Around 5 p.m. on the evening of Friday, February 25, Avenue KG 18, one of the busiest places in Kigali located in Gisimenti, was closed to motorized traffic for the very first time.
This was in line with a recent Kigali City directive allowing bars and restaurants on this street to extend their seating area outside for the convenience of their revelers.
Immediately the road was closed, businesses in the area began setting up tables in the road, and human traffic in the area continued to increase as dusk set in.
In their small groups, you could notice how excited everyone was and how the crowd was growing hour by hour.
The revelers were of various ages while the families shared drinks and food, mainly the popular specialty, the skewer. Others, mainly young people, were taking pictures so as not to miss this historic moment.
According to the city authorities, this street will be closed to cars every week during the evenings from Friday to Sunday.
Gisimenti’s car-free zone comes after restaurants in Biryogo were allowed to set up tables on embellished streets only for meals to encourage more outdoor activities and avoid more enclosed spaces in this covid-19 pandemic period.
With the help of traffic officers, no one was allowed to cross into the car-free zone or park on the road and they made sure she was followed.
Dana Manzi, a 24-year-old waiting for her friends, said the car-free zone came at the right time.
People have been busy working all week, it’s a great and open place to come and relax and get distracted from work as well as life issues for a while and meet people, she said .
Ditto for Didier Shyaka who does not hide his enthusiasm. “It’s so much better and safer than being in a bar because there’s enough space for everyone here. I thank the government for coming up with such a great idea. Like this,” he said. -he declares.

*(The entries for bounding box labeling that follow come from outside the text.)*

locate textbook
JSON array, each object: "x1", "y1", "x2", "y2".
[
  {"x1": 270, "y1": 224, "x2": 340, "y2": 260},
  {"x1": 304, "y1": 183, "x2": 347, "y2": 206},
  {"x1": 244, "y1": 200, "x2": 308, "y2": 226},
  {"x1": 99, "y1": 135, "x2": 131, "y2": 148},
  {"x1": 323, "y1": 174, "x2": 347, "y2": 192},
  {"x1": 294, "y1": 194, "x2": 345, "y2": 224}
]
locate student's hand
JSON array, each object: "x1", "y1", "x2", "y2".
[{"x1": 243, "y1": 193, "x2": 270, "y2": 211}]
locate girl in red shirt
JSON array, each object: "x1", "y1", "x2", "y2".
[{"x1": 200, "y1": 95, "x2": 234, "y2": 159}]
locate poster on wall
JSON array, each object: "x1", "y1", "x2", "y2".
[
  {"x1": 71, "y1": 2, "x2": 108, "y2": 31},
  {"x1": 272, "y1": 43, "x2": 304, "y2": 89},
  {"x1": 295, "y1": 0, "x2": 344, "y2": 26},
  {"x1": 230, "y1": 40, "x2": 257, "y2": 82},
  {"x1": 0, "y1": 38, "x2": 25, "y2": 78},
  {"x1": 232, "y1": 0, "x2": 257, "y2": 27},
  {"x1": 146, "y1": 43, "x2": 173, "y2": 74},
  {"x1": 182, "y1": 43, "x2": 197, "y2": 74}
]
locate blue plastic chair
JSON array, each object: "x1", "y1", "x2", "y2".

However, a manager at Rosty Bar and Restaurant, who identified himself only as Zablon, said the first day of the car-free zone did not go well as they received few customers compared to other days.
He was, however, hopeful that traffic would increase after the first day as many people are still visiting and moving around. He also noted that if the curfew was extended beyond midnight it would be much better as many people like to come to bars at late hours.
Another bar manager who wished to remain anonymous said the first day had not been a good experience.
“There is too much chaos and noise everywhere. We pay a lot of money to rent the bars but now we are fighting with other bars for space for our tables and we have lost a lot of customers who don’t like noisy and crowded places, explains the manager.
However, that is not the case with Patrick Niyigena, a waiter at the Bahamas Bar, who said the number of customers he had had increased significantly.
“Today we are very busy as everything has changed and it feels like a festival. A lot of people have spent a lot of time at home due to Covid but now they have had the opportunity to enjoy and have a good time. time with their loved ones in an open space without having to pay for Covid tests. I’m curious to see how it will be after a week,” he said.
Speaking to Eric Iryoyavuze, a young volunteer at Red Sky Bar and Resto, who was there to make sure revelers adhere to Covid19 measures, said that even in open settings, other measures against the pandemic must be followed.
He noted that on the first day of the car-free zone, people tried to cope with the covid restrictions and those who didn’t were reminded to do so.
At 8:30 a.m. heavy rain forced most people out of the outdoors to find shelter, but as soon as it stopped raining they headed back outside as they were packed in the bars due to the large number of people who were outside.
Besides bars and restaurants, there are other businesses that line the same street, including hair salons, bakeries, and liquor stores.